Todos sabemos que un idioma no se habla de la misma forma en todos los lugares en los que se usa. Así aparecen las variedades dialectales. El nivel léxico-semántico (el vocabulario, por resumirlo salvajemente) es el más propenso a sufrir cambios. Algunos son muy poco significativos, pero fueron esos precisamente los que más llamaron mi atención cuando vine a vivir a Andalucía. Por ejemplo, Moisés, un compañero del instituto Medina Azahara de Córdoba, me dijo delante de un café quemado al estilo cordobés: "Matas un gato y te llaman matagatos". Yo, que en Rioseco, Valladolid y demás Castillas y Leones había escuchado siempre "Matas un perro y te llaman mataperros" (el de la foto está a prueba de canófobos), me quedé extrañadísimo y con la sensación de que Moisés había cambiado la frase para tomarme el pelo.
Otra expresión que parece querer llevar la contraria (de unos a otros o de otros a unos) es la de hijo/hija o padre/madre. En muchas partes de España se utiliza el hijo/hija como vocativo para nombrar a una persona cuyo nombre se desconoce o no se quiere decir por las razones que sea. Lo dicen mucho los dependientes de Zara, El Corte Inglés y compañía: "Toma, hijo, la camiseta". Pero en algunos lugares de Andalucía (desde luego Córdoba, Sevilla...) la frase sería: "Toma, padre, la camiseta".

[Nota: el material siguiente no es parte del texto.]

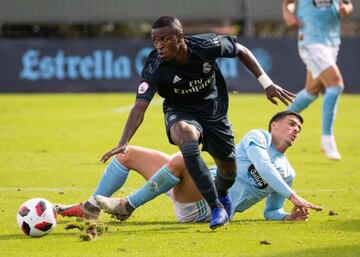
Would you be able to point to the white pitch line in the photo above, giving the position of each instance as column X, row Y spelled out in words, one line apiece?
column 127, row 108
column 53, row 189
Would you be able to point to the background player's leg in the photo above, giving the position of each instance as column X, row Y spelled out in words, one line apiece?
column 333, row 82
column 225, row 178
column 145, row 161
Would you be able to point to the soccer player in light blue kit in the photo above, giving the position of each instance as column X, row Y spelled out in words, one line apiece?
column 263, row 172
column 318, row 43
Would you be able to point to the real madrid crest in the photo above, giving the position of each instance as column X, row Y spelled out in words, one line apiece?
column 206, row 67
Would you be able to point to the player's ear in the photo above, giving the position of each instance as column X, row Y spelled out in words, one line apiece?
column 179, row 37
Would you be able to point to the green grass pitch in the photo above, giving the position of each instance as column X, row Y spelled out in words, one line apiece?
column 50, row 146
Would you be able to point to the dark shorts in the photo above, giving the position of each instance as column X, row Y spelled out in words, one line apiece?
column 217, row 136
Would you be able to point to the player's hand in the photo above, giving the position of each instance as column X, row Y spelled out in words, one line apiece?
column 280, row 93
column 291, row 20
column 119, row 149
column 301, row 203
column 298, row 214
column 345, row 8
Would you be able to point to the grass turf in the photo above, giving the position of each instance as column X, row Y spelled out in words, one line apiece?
column 50, row 146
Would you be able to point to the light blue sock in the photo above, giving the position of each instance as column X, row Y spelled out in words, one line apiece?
column 330, row 101
column 112, row 179
column 162, row 181
column 302, row 100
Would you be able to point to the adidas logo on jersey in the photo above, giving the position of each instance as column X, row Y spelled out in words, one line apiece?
column 176, row 79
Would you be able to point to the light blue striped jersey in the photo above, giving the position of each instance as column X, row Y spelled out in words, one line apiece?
column 251, row 186
column 320, row 22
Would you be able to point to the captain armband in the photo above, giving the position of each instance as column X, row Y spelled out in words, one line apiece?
column 265, row 81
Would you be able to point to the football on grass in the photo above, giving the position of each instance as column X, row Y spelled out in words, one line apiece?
column 36, row 217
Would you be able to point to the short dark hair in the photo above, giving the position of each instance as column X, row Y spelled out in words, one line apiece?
column 280, row 115
column 168, row 21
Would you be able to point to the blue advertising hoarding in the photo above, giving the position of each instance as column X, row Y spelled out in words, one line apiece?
column 114, row 65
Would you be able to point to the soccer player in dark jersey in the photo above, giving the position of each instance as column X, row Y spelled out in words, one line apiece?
column 183, row 70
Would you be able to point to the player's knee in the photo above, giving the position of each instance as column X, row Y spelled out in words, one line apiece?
column 176, row 164
column 228, row 169
column 125, row 159
column 183, row 132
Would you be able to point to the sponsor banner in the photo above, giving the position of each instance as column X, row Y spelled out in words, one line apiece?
column 114, row 65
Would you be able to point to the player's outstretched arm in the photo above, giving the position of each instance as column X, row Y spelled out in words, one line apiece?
column 133, row 122
column 297, row 214
column 301, row 203
column 272, row 90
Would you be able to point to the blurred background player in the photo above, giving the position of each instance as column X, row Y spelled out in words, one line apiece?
column 318, row 42
column 263, row 171
column 183, row 70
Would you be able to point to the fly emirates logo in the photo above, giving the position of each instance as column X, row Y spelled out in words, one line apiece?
column 195, row 86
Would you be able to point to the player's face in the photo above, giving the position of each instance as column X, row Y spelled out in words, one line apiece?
column 287, row 129
column 166, row 42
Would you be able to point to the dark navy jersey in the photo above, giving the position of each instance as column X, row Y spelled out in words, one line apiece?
column 197, row 86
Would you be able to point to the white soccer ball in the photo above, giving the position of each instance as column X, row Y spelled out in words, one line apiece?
column 36, row 217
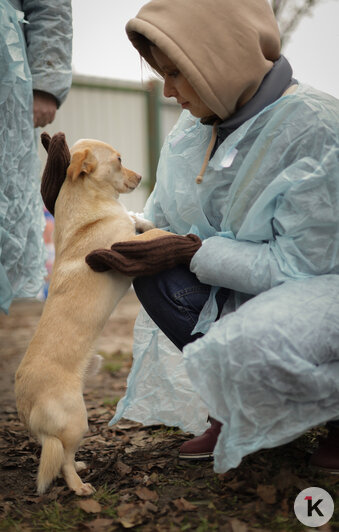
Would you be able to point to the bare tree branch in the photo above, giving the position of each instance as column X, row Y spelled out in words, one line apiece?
column 290, row 12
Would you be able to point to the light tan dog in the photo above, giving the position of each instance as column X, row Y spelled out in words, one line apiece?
column 50, row 378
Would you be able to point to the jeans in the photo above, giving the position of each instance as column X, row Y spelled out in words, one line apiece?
column 173, row 299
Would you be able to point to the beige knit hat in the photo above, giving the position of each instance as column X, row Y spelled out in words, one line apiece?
column 224, row 48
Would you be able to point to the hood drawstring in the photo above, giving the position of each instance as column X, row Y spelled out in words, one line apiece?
column 199, row 178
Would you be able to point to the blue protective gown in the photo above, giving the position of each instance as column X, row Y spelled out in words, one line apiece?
column 22, row 252
column 268, row 213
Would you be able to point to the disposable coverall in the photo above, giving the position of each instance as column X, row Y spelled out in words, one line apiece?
column 42, row 62
column 268, row 214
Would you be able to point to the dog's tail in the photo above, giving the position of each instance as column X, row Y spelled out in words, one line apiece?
column 51, row 460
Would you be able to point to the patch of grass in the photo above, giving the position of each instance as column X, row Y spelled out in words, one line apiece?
column 112, row 367
column 10, row 525
column 114, row 361
column 56, row 517
column 111, row 401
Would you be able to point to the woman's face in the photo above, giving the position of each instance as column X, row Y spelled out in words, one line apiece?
column 177, row 86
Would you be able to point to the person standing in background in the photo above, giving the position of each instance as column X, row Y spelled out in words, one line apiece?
column 36, row 75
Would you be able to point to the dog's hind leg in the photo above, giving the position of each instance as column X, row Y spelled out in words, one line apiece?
column 51, row 460
column 71, row 439
column 72, row 478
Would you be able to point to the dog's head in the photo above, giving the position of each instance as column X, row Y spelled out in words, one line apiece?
column 102, row 164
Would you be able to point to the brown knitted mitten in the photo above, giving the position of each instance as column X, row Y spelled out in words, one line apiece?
column 54, row 174
column 136, row 258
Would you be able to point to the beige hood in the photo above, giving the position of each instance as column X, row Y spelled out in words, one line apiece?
column 224, row 48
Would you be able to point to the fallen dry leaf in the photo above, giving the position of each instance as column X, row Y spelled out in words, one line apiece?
column 146, row 495
column 98, row 525
column 89, row 506
column 182, row 504
column 238, row 526
column 123, row 469
column 267, row 493
column 130, row 515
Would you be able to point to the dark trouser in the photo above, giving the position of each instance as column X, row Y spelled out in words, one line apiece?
column 174, row 299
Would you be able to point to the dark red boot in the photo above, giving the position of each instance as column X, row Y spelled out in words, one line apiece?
column 326, row 457
column 201, row 447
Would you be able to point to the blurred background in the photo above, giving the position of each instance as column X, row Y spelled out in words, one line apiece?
column 113, row 99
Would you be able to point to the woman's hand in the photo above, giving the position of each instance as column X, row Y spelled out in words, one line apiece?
column 44, row 108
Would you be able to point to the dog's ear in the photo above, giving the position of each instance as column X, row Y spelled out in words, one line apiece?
column 82, row 163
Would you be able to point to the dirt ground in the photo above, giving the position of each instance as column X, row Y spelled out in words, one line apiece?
column 141, row 484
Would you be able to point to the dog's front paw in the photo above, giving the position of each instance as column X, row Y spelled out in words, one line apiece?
column 141, row 224
column 85, row 489
column 80, row 466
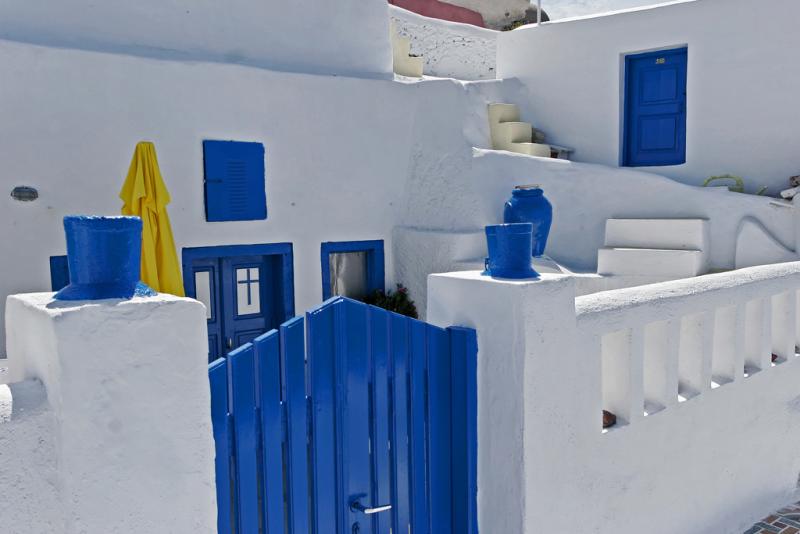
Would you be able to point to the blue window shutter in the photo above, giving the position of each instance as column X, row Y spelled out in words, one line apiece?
column 59, row 272
column 234, row 181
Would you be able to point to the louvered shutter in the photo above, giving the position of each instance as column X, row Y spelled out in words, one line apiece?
column 234, row 181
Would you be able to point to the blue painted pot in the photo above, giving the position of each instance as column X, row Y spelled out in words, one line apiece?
column 509, row 251
column 103, row 254
column 528, row 204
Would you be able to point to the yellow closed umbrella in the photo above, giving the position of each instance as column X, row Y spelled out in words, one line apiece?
column 145, row 195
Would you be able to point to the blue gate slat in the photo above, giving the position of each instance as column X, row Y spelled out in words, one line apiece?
column 379, row 364
column 399, row 339
column 218, row 380
column 322, row 389
column 241, row 366
column 420, row 519
column 439, row 429
column 352, row 348
column 267, row 348
column 292, row 335
column 464, row 349
column 383, row 410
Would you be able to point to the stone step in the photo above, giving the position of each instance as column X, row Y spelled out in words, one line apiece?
column 652, row 262
column 673, row 234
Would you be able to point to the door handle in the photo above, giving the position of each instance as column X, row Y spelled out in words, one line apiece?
column 356, row 506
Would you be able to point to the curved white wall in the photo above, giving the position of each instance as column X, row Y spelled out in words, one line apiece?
column 743, row 111
column 342, row 37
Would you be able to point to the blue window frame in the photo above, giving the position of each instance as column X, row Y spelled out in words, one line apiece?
column 248, row 290
column 235, row 187
column 375, row 268
column 654, row 127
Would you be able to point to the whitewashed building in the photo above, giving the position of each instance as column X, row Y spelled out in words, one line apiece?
column 348, row 178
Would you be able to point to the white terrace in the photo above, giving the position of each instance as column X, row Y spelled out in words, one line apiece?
column 706, row 439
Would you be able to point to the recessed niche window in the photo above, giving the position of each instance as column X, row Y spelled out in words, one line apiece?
column 352, row 269
column 202, row 287
column 234, row 181
column 248, row 298
column 348, row 274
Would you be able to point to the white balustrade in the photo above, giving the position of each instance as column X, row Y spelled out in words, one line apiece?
column 668, row 343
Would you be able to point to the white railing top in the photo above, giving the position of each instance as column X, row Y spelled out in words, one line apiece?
column 610, row 311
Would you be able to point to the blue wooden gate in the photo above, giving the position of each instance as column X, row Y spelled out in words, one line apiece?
column 321, row 425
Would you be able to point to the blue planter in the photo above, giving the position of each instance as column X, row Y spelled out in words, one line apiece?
column 509, row 251
column 104, row 255
column 528, row 204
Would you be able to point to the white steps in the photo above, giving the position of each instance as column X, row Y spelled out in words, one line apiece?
column 651, row 261
column 509, row 133
column 404, row 63
column 672, row 248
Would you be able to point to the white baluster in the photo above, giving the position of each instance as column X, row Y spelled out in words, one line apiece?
column 784, row 312
column 696, row 350
column 728, row 335
column 661, row 364
column 623, row 387
column 758, row 340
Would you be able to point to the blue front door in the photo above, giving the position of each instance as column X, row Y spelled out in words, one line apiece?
column 655, row 108
column 245, row 295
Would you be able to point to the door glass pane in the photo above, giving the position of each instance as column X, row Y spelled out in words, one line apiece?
column 248, row 298
column 348, row 274
column 202, row 288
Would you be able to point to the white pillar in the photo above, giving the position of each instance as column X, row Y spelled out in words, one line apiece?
column 127, row 383
column 537, row 392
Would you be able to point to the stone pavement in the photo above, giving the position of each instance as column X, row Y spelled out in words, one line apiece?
column 784, row 521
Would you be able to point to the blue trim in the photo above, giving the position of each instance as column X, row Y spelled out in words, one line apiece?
column 376, row 269
column 189, row 255
column 626, row 159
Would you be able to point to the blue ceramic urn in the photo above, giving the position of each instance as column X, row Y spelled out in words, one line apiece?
column 103, row 254
column 509, row 251
column 528, row 204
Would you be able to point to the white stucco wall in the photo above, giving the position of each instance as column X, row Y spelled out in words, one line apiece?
column 124, row 433
column 496, row 13
column 342, row 153
column 742, row 93
column 450, row 49
column 73, row 118
column 343, row 37
column 711, row 465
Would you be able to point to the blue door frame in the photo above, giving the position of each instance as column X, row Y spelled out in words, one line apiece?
column 654, row 126
column 376, row 269
column 268, row 270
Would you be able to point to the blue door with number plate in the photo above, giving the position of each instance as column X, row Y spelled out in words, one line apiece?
column 655, row 108
column 245, row 295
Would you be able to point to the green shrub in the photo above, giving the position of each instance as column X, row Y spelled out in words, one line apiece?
column 396, row 301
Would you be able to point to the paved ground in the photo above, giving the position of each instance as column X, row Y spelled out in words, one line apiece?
column 784, row 521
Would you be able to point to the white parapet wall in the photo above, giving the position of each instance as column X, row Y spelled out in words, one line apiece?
column 708, row 424
column 118, row 437
column 343, row 37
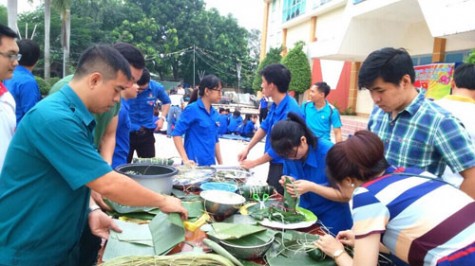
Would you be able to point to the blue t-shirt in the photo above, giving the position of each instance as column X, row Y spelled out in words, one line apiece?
column 334, row 215
column 141, row 108
column 321, row 121
column 43, row 198
column 122, row 136
column 234, row 122
column 247, row 129
column 201, row 132
column 223, row 124
column 277, row 113
column 24, row 89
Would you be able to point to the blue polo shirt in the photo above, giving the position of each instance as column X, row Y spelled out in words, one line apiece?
column 234, row 122
column 223, row 124
column 277, row 113
column 201, row 132
column 248, row 129
column 321, row 121
column 264, row 103
column 24, row 89
column 122, row 136
column 43, row 198
column 334, row 215
column 141, row 108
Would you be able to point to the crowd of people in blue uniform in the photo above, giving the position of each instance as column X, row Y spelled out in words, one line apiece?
column 59, row 163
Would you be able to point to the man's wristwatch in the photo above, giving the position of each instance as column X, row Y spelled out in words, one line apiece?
column 94, row 208
column 338, row 253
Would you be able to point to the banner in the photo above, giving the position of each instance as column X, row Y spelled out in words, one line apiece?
column 435, row 79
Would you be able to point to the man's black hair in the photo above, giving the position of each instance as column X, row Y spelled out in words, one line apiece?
column 145, row 78
column 7, row 31
column 30, row 52
column 277, row 74
column 388, row 63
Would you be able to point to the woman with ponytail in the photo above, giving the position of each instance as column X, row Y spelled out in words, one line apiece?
column 198, row 124
column 305, row 162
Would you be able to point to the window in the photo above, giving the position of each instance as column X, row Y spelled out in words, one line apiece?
column 293, row 9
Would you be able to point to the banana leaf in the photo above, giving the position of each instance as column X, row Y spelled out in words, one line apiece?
column 290, row 248
column 226, row 231
column 195, row 208
column 135, row 239
column 254, row 239
column 167, row 231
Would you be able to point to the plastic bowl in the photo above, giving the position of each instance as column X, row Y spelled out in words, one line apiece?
column 218, row 186
column 246, row 252
column 155, row 177
column 221, row 204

El 29 de junio de hace dos años recibí una llamada telefónica. Por el móvil escuché una voz lejanamente familiar: "Felicidades, padre". Como mi cumpleaños es en noviembre y yo no tenía hijos, le dije que se había equivocado. Mi sorpresa fue enorme cuando me respondió: "¿No eres Pablo?" No había ningún error. Resultó ser el entrañable cura con el que había compartido tres años de guardia de recreo, amén (nunca mejor dicho) de otros muchos momentos y risas en el instituto de La Puebla de los Infantes. Y resultó que el día en cuestión era San Pedro y San Pablo, y, por tanto, mi santo, motivo de felicitación corriente por estos lares. Y resultó, finalmente, que su padre era mi hijo. Y que desde entonces espero con fervor que se me aparezca el Espíritu Santo en forma de paloma. O algo parecido.